Biol Sex Differ. 2025 Nov 23. doi: 10.1186/s13293-025-00793-6. Online ahead of print.

ABSTRACT

Many systematic reviews have summarized evidence on the association between behavioural factors and incident cancers. To date, there has been little synthesis of heterogeneity by sex/gender of this evidence.An umbrella review was conducted of systematic reviews with quantitative synthesis (meta-analysis, meta-regression) examining the exposures of body size; physical activity; wholegrains, vegetables, fruit and beans; “fast foods”; red and processed meat; sugar sweetened drinks; dietary supplements; alcohol; tobacco; and sun exposure with incident non-sex-specific cancers. A search of Ovid MEDLINE, Ovid Embase, and Cochrane library from database inception to May 2023 was conducted. We calculated the proportion of systematic reviews that provided quantitative sex/gender findings (e.g., subgroup analyses) and summarized findings narratively.
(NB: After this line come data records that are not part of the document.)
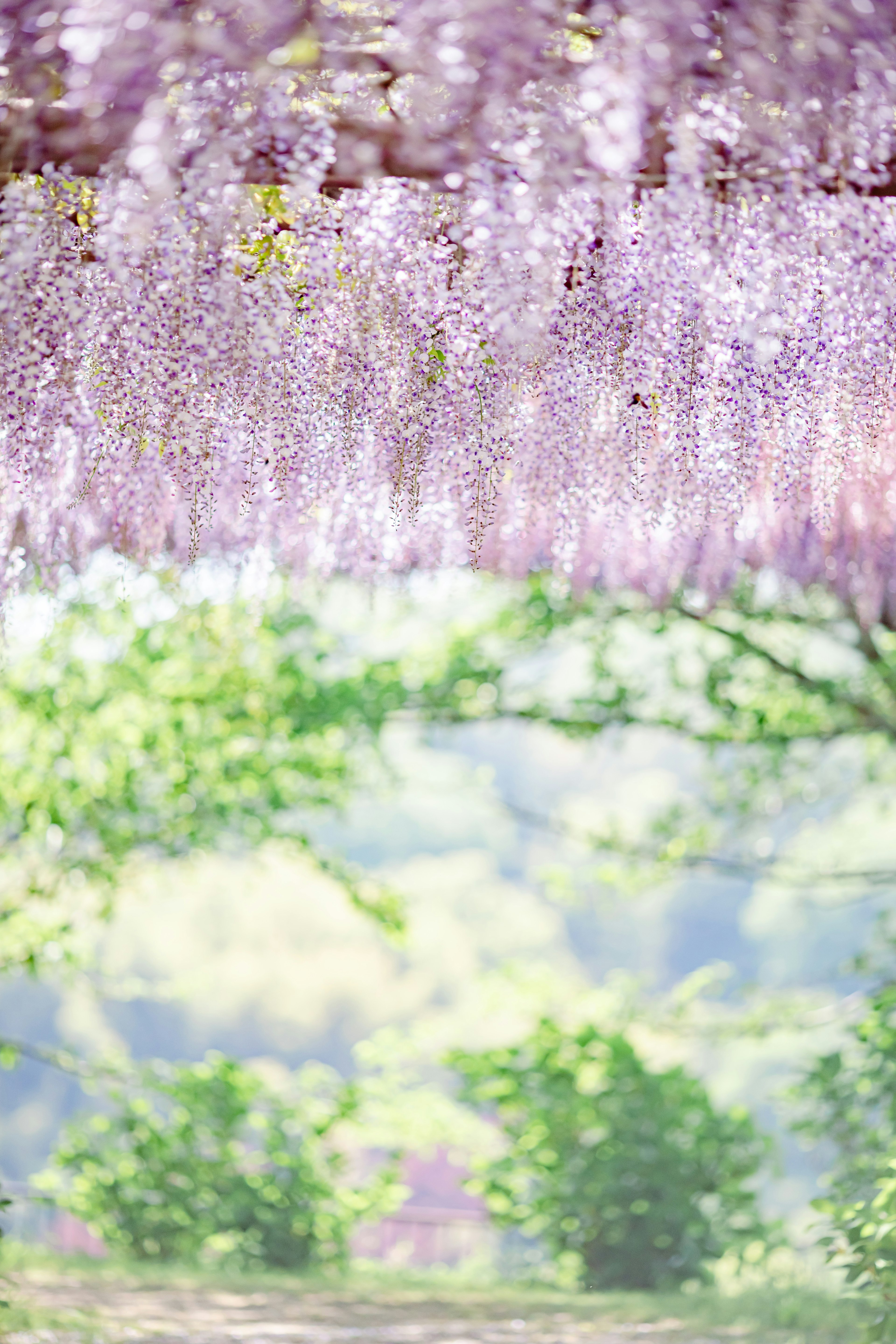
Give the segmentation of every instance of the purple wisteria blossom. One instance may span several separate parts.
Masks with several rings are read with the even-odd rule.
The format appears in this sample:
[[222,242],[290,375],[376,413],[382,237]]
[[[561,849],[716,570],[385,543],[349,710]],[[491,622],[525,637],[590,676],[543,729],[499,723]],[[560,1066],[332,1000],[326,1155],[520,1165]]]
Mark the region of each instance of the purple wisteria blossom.
[[0,3],[3,583],[737,566],[896,620],[889,0]]

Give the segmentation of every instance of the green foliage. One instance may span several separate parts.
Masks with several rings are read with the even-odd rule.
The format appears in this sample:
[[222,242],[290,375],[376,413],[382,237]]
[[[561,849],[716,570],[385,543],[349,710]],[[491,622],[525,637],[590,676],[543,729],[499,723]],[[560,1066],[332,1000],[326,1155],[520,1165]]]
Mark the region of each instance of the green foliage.
[[351,1085],[292,1102],[208,1054],[148,1067],[111,1099],[110,1113],[66,1126],[43,1184],[110,1249],[140,1259],[344,1265],[353,1223],[398,1188],[391,1169],[367,1189],[340,1184],[332,1136],[356,1109]]
[[682,1068],[649,1071],[622,1035],[543,1020],[508,1050],[454,1052],[462,1095],[510,1146],[470,1185],[493,1218],[541,1236],[588,1288],[661,1288],[764,1235],[754,1193],[767,1144],[717,1113]]
[[[66,903],[102,899],[134,851],[255,844],[293,835],[300,809],[339,805],[359,749],[407,698],[394,660],[345,668],[312,621],[278,606],[77,605],[0,681],[0,965],[59,956]],[[400,903],[324,864],[388,927]],[[105,894],[105,895],[103,895]]]
[[815,1060],[793,1099],[793,1128],[836,1145],[830,1193],[813,1204],[832,1226],[821,1245],[879,1301],[868,1337],[896,1340],[896,982],[876,989],[849,1047]]

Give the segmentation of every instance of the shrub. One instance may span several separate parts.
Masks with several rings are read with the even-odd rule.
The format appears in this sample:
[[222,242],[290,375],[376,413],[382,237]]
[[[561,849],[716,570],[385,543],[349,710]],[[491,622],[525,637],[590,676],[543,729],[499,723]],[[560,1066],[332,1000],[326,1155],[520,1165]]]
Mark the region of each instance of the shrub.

Methodological quality was appraised with the AMSTAR-2 tool.From 13,227 records, 705 full-text systematic reviews were identified as meeting inclusion criteria. Of these, 361 (51.2%) reported quantitative sex/gender findings. The terms “sex” and “gender” were used interchangeably by 36.3% of the 361 systematic reviews and none reported findings for transgender, gender-diverse, or non-binary individuals. Overall, 98.6% (356/361) of systematic reviews were rated “critically low” with the AMSTAR-2 tool. Most of the 361 systematic reviews with quantitative sex/gender findings reported no statistically significant differences by sex/gender.This umbrella review found conflation of sex and gender in systematic reviews of behavioural factors and non-sex-specific cancers and a lack of research among non-cisgender individuals. The existing evidence base is of critically low quality and our findings of no sex/gender-specific trends must be interpreted with caution.